Peu de gens nieront l’importance que présente pour l’histoire de la philosophie l’étude des textes écrits par Wittgenstein au début des années 30, quand il reprend son activité philosophique. Tout d’abord, parce qu’il n’y a que très peu d’études à ce sujet. Celui qui veut écrire un essai concernant les Philosophische Bemerkungen, ou le Big Typescript, ne trouvera pas plus de cinq ou six titres avec lesquels il pourrait entamer un dialogue, ou du moins qui puissent lui servir de point d’appui. Dans ce travail d’interprétation des textes, il faut pratiquement tout recommencer du début, en explorant des territoires à peu près intouchés. La lacune du point de vue de l’histoire de la philosophie est évidente, et toute contribution à ce travail est donc la bienvenue.

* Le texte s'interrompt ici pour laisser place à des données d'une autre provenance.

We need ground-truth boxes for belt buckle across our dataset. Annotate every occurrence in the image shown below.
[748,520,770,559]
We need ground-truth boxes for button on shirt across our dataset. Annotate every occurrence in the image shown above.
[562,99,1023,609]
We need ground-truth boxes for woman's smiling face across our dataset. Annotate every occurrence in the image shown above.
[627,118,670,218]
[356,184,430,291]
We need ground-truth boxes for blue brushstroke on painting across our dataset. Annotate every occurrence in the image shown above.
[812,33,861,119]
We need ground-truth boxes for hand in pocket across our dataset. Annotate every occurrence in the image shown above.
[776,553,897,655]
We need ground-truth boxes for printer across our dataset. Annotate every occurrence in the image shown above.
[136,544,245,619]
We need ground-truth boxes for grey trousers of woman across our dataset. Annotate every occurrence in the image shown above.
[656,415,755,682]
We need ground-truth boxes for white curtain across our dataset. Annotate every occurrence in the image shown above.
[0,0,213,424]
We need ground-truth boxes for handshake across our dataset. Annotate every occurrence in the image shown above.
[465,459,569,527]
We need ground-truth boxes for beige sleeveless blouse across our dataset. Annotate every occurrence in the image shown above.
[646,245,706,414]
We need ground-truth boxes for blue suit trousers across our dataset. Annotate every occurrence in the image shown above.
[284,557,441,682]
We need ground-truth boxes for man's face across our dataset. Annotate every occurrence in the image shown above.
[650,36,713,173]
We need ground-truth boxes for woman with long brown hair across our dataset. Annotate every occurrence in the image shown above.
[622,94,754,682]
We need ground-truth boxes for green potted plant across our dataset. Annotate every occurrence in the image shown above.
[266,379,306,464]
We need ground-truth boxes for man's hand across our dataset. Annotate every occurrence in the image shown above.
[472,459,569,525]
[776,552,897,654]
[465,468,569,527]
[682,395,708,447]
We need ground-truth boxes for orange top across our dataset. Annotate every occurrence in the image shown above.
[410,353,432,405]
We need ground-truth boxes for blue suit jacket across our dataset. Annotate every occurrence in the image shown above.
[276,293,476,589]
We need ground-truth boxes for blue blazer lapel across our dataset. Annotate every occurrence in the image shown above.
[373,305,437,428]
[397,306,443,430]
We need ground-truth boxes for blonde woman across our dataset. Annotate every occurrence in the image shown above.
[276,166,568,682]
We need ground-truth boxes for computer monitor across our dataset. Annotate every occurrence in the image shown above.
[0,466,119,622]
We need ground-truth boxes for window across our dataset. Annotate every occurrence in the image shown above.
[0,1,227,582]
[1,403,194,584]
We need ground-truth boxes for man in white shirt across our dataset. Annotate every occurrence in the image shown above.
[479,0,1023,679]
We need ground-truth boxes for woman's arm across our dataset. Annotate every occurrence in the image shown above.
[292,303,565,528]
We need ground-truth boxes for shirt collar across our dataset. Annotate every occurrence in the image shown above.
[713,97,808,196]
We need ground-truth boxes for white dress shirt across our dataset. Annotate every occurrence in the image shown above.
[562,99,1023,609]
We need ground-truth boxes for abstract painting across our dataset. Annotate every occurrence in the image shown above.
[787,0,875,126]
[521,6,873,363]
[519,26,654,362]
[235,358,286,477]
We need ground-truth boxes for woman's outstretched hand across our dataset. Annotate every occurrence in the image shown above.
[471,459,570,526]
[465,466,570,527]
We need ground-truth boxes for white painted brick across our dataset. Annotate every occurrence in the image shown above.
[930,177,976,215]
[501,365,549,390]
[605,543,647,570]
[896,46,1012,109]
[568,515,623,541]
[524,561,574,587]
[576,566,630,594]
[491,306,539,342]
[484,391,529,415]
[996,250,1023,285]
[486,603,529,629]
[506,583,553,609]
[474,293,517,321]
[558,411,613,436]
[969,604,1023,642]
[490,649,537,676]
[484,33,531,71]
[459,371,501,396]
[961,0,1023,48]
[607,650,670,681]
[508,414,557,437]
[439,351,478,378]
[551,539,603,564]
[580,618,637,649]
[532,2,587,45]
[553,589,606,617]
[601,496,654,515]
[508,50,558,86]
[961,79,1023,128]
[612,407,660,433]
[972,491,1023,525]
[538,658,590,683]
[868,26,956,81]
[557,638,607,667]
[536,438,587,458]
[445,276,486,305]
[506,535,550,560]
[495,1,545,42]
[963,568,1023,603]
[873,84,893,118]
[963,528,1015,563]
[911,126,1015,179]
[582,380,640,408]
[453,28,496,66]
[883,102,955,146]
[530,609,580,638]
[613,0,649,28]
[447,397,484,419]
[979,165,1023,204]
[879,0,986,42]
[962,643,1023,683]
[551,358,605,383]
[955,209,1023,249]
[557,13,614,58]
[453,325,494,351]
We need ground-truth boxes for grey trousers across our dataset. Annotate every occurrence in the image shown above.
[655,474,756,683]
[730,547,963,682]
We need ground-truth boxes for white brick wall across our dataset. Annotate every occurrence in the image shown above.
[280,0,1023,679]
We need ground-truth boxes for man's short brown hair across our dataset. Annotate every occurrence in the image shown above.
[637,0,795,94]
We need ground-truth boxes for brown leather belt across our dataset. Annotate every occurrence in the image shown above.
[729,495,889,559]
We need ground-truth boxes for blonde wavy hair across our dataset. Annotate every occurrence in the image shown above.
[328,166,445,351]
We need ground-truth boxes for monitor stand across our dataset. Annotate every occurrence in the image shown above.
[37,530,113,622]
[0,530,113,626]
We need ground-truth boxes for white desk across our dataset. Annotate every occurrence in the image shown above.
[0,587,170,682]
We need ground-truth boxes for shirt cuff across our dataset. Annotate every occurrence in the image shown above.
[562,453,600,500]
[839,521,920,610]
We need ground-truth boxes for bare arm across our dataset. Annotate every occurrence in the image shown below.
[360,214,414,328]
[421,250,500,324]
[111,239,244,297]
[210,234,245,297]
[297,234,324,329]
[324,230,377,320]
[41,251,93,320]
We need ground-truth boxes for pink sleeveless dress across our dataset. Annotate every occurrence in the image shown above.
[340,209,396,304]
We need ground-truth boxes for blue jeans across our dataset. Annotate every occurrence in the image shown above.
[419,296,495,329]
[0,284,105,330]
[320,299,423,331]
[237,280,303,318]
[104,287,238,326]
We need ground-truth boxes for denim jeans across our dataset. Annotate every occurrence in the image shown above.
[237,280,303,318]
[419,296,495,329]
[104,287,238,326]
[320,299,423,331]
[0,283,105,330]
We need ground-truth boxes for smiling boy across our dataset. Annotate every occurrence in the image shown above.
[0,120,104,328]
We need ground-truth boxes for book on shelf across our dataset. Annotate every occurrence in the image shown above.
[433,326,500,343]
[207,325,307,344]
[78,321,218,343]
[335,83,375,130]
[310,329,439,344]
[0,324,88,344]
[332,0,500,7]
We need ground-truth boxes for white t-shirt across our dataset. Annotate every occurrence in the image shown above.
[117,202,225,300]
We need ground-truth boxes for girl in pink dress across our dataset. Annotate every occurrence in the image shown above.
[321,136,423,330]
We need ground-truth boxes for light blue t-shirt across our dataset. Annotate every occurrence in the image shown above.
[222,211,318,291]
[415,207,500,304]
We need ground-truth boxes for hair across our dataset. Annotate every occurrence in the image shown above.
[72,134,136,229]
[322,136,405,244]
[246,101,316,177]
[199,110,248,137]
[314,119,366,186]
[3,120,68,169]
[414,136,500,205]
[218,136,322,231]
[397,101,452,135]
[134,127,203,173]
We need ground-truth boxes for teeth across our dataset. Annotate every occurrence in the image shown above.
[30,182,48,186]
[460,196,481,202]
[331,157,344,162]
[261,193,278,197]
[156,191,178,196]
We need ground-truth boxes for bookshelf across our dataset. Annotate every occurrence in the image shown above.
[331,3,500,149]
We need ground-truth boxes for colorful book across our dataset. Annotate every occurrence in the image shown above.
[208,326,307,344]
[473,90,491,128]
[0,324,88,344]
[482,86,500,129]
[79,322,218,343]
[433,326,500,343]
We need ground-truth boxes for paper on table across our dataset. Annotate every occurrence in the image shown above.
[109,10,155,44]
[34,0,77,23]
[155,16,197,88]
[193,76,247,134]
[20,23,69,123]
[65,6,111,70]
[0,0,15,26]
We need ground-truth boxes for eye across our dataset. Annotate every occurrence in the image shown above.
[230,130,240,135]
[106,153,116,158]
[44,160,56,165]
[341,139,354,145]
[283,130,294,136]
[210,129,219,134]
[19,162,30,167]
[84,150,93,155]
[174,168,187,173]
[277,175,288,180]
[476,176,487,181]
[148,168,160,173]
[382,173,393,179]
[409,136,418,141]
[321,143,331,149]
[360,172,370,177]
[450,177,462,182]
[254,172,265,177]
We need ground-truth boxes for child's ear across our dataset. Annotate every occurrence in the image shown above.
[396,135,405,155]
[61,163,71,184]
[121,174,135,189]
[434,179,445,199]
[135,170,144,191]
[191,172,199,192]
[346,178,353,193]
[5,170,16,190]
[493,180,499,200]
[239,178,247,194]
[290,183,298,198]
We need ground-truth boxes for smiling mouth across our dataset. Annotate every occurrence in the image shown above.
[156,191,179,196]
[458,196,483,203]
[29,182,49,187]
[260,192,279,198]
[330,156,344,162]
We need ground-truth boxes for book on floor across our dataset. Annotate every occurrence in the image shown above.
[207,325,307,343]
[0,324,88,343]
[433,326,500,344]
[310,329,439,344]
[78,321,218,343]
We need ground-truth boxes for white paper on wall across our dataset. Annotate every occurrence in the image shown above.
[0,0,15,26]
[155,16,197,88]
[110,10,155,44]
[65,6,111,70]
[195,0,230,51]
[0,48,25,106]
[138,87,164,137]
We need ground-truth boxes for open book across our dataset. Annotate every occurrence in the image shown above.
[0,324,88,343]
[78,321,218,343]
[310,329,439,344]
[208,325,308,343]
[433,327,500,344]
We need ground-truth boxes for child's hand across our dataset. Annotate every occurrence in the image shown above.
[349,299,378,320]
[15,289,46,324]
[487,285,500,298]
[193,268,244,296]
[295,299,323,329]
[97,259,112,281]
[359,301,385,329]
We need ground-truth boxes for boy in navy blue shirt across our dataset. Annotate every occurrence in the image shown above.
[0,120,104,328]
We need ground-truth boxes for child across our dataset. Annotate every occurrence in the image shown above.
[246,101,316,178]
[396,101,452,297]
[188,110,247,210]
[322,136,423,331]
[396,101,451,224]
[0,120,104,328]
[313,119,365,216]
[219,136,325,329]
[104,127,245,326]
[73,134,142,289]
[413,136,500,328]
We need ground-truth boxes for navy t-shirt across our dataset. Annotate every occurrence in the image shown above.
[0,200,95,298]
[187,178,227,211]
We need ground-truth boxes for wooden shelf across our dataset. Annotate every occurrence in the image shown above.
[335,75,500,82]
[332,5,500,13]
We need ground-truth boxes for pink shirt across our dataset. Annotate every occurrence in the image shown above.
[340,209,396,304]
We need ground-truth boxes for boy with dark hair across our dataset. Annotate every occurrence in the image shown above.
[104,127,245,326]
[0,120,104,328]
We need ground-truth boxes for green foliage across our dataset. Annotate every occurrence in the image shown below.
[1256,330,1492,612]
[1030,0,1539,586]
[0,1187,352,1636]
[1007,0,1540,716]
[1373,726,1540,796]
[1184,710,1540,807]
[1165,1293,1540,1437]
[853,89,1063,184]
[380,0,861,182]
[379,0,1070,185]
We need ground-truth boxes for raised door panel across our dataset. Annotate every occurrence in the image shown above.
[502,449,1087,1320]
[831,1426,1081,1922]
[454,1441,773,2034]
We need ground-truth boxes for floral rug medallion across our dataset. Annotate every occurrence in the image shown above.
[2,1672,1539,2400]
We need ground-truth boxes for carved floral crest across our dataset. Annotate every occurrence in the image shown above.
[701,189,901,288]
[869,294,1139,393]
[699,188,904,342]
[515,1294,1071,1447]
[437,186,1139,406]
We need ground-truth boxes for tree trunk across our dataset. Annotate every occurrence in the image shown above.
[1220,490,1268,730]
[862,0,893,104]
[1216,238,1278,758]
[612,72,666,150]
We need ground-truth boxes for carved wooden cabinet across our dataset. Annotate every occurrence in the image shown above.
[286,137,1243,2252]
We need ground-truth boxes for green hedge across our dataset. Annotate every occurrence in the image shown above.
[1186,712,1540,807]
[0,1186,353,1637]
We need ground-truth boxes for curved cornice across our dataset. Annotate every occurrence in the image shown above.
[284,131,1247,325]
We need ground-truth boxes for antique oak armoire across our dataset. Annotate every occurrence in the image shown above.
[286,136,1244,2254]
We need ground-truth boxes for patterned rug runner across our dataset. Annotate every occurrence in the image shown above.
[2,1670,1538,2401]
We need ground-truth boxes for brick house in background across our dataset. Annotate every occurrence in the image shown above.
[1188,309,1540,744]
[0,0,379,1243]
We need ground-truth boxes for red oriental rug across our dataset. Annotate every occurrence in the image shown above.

Pour l’histoire de l’évolution de la philosophie de Wittgenstein, la nécessité de combler cette lacune est encore plus pressante. Y a-t-il dans cette évolution plus de continuité ou plus de rupture ? Quel est le sens de ce pas que l’on franchit en allant du Tractatus aux Recherches philosophiques ? Que se cache-t-il sous ce contraste si marqué dans le style et dans le contenu des deux oeuvres ? Évidemment, il est tout à fait possible de chercher des réponses structurelles pour ces questions — des réponses basées sur l’économie interne des textes et sur l’établissement de leurs lectures possibles. Il est cependant inévitable que tôt ou tard ces réponses de nature structurelle soient appelées au tribunal des manuscrits, dans lesquels les étapes effectives de ce passage sont consignées. Et il est assez clair qu’une étape cruciale de ce mouvement est celle qui s’accomplit au tout début de la période intermédiaire, quand une crise s’abat sur le projet tractatuséen, et les anciennes réponses ne sont désormais plus recevables. Ou, en une formulation plus neutre : les anciennes questions ne peuvent désormais plus être articulées de la même manière.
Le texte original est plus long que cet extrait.